Simon Patterson

Personal information
- Full name: Simon George Patterson
- Date of birth: 4 September 1982
- Place of birth: Harrow, London, England
- Date of death: 9 September 2006 (aged 24)
- Place of death: Shepherd's Bush, London, England
- Position(s): Striker

Senior career*
- Years: Team / Apps / (Gls)
- 2001–2004: Watford / 0 / (0)
- 2002: → Slough Town (loan) / 2 / (0)
- 2003: → Wycombe Wanderers (loan) / 4 / (2)
- 2004–2005: Maidenhead United / 12 / (2)
- 2005: Hemel Hempstead Town / 3 / (0)
- 2005–2006: Wingate & Finchley / 30 / (11)

= Simon Patterson (footballer) =

English footballer

Simon George Patterson (4 September 1982 – 9 September 2006) was an English footballer. He was born in Harrow, London, and signed for Watford on leaving Nower Hill High School in 1999.
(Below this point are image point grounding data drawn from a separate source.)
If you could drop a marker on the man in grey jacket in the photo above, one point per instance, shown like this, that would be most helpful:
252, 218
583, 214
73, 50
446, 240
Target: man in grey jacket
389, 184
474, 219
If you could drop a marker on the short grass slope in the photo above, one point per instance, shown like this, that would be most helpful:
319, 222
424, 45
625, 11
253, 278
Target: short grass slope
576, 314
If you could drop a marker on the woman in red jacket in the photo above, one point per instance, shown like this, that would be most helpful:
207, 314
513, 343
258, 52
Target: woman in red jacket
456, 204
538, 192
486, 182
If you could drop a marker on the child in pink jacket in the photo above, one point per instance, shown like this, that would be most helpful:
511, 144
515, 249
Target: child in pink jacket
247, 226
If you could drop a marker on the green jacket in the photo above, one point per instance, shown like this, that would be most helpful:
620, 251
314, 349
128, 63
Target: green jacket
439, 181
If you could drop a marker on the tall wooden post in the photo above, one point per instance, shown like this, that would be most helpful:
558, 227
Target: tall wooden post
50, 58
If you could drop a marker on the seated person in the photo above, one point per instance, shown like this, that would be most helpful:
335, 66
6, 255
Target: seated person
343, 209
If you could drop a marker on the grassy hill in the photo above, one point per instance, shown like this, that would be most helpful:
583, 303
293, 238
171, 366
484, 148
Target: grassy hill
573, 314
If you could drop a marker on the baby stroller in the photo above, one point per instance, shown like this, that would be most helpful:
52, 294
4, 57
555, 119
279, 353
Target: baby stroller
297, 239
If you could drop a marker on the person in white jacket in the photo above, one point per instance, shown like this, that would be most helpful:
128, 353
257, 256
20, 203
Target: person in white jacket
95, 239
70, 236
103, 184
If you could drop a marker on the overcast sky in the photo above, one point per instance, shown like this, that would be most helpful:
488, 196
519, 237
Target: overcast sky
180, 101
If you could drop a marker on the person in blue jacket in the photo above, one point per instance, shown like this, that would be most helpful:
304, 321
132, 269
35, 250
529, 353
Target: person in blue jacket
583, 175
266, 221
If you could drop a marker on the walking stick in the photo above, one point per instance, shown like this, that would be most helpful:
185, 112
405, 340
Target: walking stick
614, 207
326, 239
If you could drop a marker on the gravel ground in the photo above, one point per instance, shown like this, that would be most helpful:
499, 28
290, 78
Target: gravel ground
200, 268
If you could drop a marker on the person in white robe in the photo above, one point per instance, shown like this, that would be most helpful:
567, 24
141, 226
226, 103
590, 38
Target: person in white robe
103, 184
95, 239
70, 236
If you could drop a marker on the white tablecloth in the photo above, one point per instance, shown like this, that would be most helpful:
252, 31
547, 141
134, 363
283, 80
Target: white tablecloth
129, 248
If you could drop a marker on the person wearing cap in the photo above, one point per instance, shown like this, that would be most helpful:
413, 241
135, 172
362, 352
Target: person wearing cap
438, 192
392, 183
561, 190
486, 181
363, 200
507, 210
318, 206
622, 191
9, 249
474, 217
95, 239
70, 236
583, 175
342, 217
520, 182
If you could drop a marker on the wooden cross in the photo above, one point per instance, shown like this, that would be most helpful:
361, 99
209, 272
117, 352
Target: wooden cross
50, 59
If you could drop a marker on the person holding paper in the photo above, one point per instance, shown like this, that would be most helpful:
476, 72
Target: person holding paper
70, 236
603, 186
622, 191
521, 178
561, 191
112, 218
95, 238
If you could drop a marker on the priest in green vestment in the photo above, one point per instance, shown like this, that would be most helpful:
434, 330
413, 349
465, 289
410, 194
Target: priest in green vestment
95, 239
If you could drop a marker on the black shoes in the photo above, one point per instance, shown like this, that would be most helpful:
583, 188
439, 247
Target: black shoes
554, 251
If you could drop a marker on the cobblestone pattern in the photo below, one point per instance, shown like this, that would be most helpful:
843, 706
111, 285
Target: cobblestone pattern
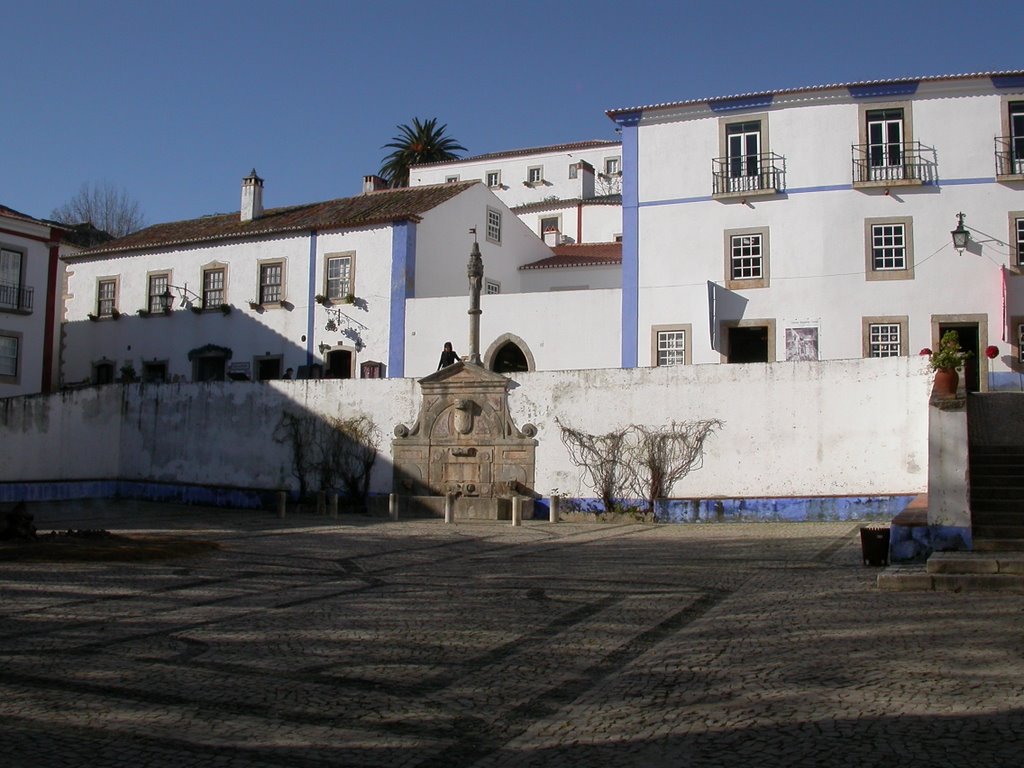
312, 642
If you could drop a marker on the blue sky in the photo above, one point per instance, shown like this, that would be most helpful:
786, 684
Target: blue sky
176, 101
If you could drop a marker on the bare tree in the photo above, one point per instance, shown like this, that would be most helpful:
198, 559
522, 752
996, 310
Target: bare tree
598, 457
656, 459
103, 205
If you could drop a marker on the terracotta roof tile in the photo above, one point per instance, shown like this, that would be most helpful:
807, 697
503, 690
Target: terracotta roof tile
580, 254
590, 144
380, 207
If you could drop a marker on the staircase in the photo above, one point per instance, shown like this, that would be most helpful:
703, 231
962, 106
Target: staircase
996, 471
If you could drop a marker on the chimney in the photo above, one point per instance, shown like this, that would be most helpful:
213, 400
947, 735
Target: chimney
252, 197
586, 176
373, 183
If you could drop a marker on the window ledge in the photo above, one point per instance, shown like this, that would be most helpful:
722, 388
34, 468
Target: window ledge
882, 184
762, 193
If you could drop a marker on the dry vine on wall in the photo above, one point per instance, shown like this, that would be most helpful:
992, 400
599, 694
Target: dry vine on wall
638, 462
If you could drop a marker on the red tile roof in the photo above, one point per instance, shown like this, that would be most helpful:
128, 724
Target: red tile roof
380, 207
580, 254
590, 144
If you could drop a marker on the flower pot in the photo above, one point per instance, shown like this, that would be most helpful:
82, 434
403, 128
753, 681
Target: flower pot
946, 380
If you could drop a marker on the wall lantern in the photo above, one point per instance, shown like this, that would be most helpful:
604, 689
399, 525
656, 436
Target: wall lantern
961, 236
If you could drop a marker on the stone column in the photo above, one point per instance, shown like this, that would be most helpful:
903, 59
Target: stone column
475, 272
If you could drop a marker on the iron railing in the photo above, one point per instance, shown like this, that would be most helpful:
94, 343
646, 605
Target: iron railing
1009, 156
749, 173
16, 298
891, 162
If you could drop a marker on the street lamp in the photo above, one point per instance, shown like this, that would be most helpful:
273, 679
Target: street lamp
961, 236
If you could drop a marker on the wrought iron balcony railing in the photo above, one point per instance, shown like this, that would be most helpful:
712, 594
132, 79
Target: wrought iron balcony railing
1009, 156
749, 174
892, 163
15, 298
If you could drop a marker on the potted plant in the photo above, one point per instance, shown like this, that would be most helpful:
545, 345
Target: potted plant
945, 360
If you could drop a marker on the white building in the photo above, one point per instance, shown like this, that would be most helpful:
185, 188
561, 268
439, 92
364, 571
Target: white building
564, 193
815, 223
30, 250
320, 288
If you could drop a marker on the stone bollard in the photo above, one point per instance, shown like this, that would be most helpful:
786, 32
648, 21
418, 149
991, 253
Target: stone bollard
449, 508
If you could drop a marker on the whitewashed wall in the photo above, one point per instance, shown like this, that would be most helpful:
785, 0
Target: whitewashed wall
844, 428
816, 230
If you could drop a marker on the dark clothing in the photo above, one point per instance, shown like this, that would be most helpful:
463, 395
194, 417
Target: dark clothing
449, 357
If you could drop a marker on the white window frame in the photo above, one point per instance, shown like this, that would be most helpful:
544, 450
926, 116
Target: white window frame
107, 296
494, 225
879, 338
210, 269
891, 241
665, 348
10, 339
346, 284
270, 264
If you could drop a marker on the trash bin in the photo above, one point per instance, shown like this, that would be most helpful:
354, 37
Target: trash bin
875, 545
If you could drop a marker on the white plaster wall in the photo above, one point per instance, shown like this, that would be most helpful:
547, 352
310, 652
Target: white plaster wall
513, 170
19, 236
443, 245
587, 323
816, 230
845, 428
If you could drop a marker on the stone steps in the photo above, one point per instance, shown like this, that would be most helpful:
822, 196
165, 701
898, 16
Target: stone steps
958, 571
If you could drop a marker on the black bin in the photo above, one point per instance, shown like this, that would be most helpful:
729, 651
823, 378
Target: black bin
875, 545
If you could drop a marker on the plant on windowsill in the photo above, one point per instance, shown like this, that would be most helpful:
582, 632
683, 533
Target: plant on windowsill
945, 360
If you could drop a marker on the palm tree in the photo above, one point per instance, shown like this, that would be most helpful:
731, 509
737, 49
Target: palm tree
423, 142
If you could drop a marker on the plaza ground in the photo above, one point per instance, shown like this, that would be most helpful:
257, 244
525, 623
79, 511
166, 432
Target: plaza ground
309, 641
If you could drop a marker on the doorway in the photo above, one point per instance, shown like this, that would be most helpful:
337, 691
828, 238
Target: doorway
748, 344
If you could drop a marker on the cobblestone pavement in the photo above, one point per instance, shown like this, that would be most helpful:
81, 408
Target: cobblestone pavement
356, 642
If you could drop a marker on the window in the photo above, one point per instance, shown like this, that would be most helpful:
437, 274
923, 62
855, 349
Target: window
889, 249
271, 283
107, 297
159, 288
9, 344
671, 347
885, 337
1017, 239
494, 225
340, 272
11, 294
550, 223
747, 258
213, 289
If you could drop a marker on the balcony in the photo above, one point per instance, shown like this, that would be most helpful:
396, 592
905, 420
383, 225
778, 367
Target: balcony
902, 164
748, 175
1010, 158
15, 299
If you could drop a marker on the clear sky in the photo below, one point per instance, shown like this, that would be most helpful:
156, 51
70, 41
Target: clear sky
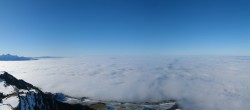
171, 27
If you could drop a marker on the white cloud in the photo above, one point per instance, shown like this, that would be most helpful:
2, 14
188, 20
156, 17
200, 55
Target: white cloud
207, 83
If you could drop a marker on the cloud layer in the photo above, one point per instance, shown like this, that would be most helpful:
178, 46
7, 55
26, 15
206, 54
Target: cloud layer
218, 83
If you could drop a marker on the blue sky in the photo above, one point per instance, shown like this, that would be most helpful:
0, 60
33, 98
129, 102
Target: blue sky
80, 27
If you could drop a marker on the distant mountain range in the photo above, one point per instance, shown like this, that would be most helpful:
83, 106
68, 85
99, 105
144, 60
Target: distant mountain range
9, 57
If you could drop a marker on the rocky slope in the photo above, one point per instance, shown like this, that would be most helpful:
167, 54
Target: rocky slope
19, 95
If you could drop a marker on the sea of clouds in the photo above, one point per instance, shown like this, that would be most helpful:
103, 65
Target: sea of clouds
197, 82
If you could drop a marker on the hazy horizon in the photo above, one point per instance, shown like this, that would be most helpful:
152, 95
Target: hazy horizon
97, 27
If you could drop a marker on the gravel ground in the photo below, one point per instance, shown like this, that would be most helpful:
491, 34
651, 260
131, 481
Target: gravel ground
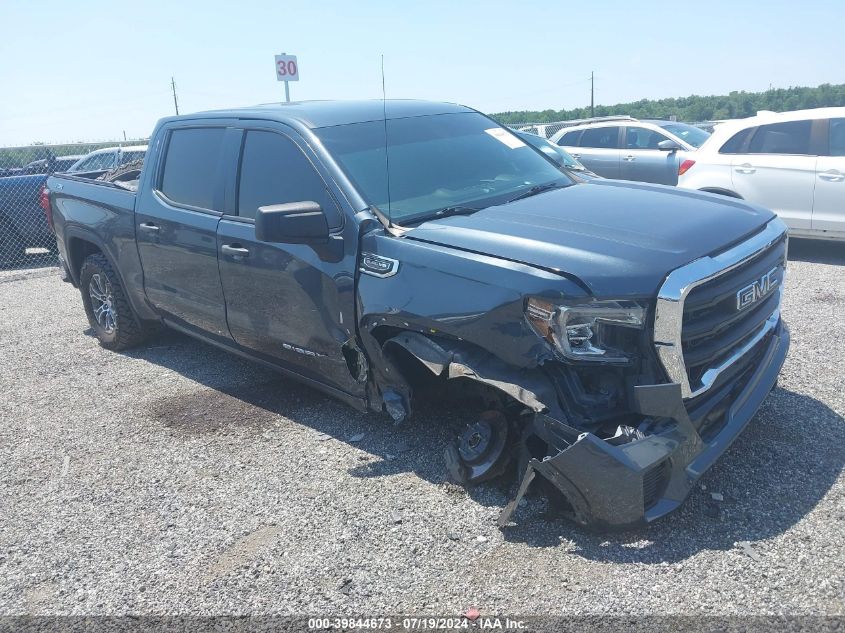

Patterson was a striker who scored nine goals in his first eight games for Watford's youth team in their FA Premier Academy League campaign. He received a professional contract in March 2001, six months after his 18th birthday.

On 15 October 2002, Patterson was loaned to non-league Slough Town for a period of one month before returning to Vicarage Road. Later that season he had a loan spell with Wycombe Wanderers, scoring twice in four Division Two fixtures. He remained at Watford until being given a free transfer on 12 May 2004. By this stage he was almost 22 years old but had never played a competitive game for the Hornets.

He later played for Maidenhead before joining Wingate & Finchley. It was while on the payroll of this club that he died in a car crash on 9 September 2006, less than a week after his 24th birthday. Patterson had been driving along the A40 in Shepherd's Bush when he lost control of his BMW 328i and the vehicle smashed into roadside barriers. He died instantly from multiple injuries. His two passengers were badly injured but survived.